This post is not about politics.

It’s about my ethical discomfort that I can’t get beyond since the events in Charlottesville.

About a glimpse through Derek Black‘s story in this interview into the empowered white nationalist, neo-Nazi and white supremicist fringe groups–and my nausea that comes with internalizing the situation.

The story that Michael Barbaro of the New York Times The Daily eases out of Derek Black in this podcast is a critical glimpse into the normalization of white nationalists by the leaders of that movement. That for myself, before Charlottesville, was something marginal and easy to shirk off.

Hearing the story of the first family of white supremacy with candor and nuance, with the emotional complexities he went through as he came to grips with his own upbringing, has elevated my understanding and seriously challenged my superficially-held preconceptions.

I hesitate to say he has humanized this, but listening to the story lets me understand what it was to be raised from birth to embody the sickness of supremacy as nothing less than normal. As the core bond of family and the strings of love that drove respect for his father as a youth.

I understand more now, but my fears and loathing have escalated, not at all been quieted through understanding.

Derek was born into the elite of white nationalists. His father was an ex grand wizard of the KKK and founder of the website Stormfront. His godfather was David Duke.

He knew nothing other than this world and was a child supremicist celebrity to this nether world online through his dad’s website and presenter on the stage of neo-Nazi and white supremacy conventions from the age of 10-12 years old.

This is his story in his own words of leaving the enclave, going to a liberal arts college, realizing over a period of years that his father was wrong, publicly rejecting this creed and being named an outright traitor by his family.

This is him helping me understand that they were not so much emotional haters as sick, self-proclaimed patriots of a racist cause.

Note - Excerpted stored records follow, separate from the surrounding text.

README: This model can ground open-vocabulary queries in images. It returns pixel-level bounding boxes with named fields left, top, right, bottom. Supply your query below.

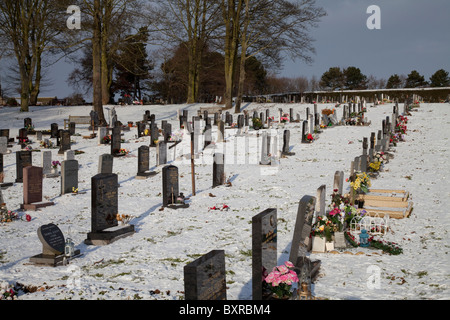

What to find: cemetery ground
left=0, top=103, right=450, bottom=300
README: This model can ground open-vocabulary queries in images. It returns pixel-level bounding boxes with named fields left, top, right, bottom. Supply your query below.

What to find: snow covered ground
left=0, top=103, right=450, bottom=300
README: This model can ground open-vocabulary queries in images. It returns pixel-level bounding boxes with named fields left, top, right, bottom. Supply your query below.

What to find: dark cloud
left=281, top=0, right=450, bottom=79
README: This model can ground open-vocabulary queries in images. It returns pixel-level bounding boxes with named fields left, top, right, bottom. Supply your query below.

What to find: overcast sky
left=2, top=0, right=450, bottom=99
left=282, top=0, right=450, bottom=80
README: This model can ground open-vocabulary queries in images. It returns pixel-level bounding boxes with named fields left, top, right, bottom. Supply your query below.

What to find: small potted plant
left=52, top=161, right=61, bottom=173
left=264, top=261, right=298, bottom=300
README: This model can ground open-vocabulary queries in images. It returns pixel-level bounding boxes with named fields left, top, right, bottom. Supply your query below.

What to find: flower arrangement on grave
left=0, top=281, right=17, bottom=300
left=368, top=161, right=381, bottom=172
left=322, top=109, right=334, bottom=116
left=347, top=172, right=371, bottom=193
left=252, top=118, right=262, bottom=130
left=264, top=261, right=298, bottom=299
left=344, top=231, right=359, bottom=247
left=369, top=237, right=403, bottom=255
left=0, top=203, right=31, bottom=222
left=103, top=135, right=111, bottom=144
left=311, top=215, right=340, bottom=242
left=52, top=160, right=61, bottom=169
left=116, top=214, right=133, bottom=225
left=39, top=140, right=56, bottom=149
left=169, top=130, right=183, bottom=141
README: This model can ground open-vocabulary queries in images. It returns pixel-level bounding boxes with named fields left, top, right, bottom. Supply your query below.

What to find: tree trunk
left=92, top=0, right=106, bottom=126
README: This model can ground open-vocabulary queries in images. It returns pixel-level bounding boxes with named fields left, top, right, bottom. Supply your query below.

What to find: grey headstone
left=98, top=154, right=114, bottom=174
left=212, top=153, right=225, bottom=188
left=252, top=208, right=278, bottom=300
left=183, top=250, right=227, bottom=300
left=61, top=160, right=78, bottom=194
left=289, top=195, right=316, bottom=265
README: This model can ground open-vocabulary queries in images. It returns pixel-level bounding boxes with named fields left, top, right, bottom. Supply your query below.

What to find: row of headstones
left=184, top=192, right=320, bottom=300
left=354, top=103, right=399, bottom=172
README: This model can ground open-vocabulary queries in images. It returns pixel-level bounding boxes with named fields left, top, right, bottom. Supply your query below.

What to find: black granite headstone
left=252, top=208, right=277, bottom=300
left=184, top=250, right=227, bottom=300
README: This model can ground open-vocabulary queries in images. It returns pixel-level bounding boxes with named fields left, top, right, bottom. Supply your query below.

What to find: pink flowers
left=264, top=261, right=298, bottom=288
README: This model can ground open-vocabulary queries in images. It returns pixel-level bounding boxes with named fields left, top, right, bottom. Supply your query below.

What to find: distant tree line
left=0, top=0, right=326, bottom=120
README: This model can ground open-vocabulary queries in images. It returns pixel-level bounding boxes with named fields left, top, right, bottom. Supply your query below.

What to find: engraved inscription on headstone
left=184, top=250, right=227, bottom=300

They are quite smart, articulate and to my mind not simply the scum of the world but underworldly (for lack of a better term).

I was wrong.

Not about how distasteful or horrid they truly are but how much they are the fabric of our country in ways I was ignorant of.

And to finally understand that to this group, Jews like myself, were not ‘white’ in their eyes in the most racist, pejorative connotations that that ugly terminology is made to conjure up in their twisted-as-shit view of things.

And most chilling of all, to hear from Derek that Donald Trump’s words on Charlottesville were the precise talking points of the white supremacists that he was raised on.  That now, they as a group and the adjacent fringes of the neo-Nazis are empowered, encouraged and reenergized in a way unimaginable before.

They are as high today as they were low when Barack Obama was elected.

That Trump has used the pulpit of the presidency to tell this fringe that they are indeed good folks. That they have a right to breed this sick crap and perpetuate it. He is their spokesperson and hero to their thinking.

This story is beyond sobering, yet thought provoking and illuminating in a way that only the spoken word inside your head can truly accomplish.

I’ve shared this podcast with friends and family and now to you, my community here.

I am uncharacteristically inarticulate so I’ll leave this with slight introduction and an invite to give this a listen.

With a thank you to Michael Barbaro from the NY Times for doing such a great job letting Derek talk.

You might also care to read Derek’s op ed piece from 2016 as background, Why I Left White Nationalism  and if you are looking for a truly great movie that addresses these topics, I rewatched American History X.

This is not available on Soundcloud so you can listen at:

The Derek Black Interview in iTunes

The Derek Black Interview in Google Play

The most important ears that hear this are your own.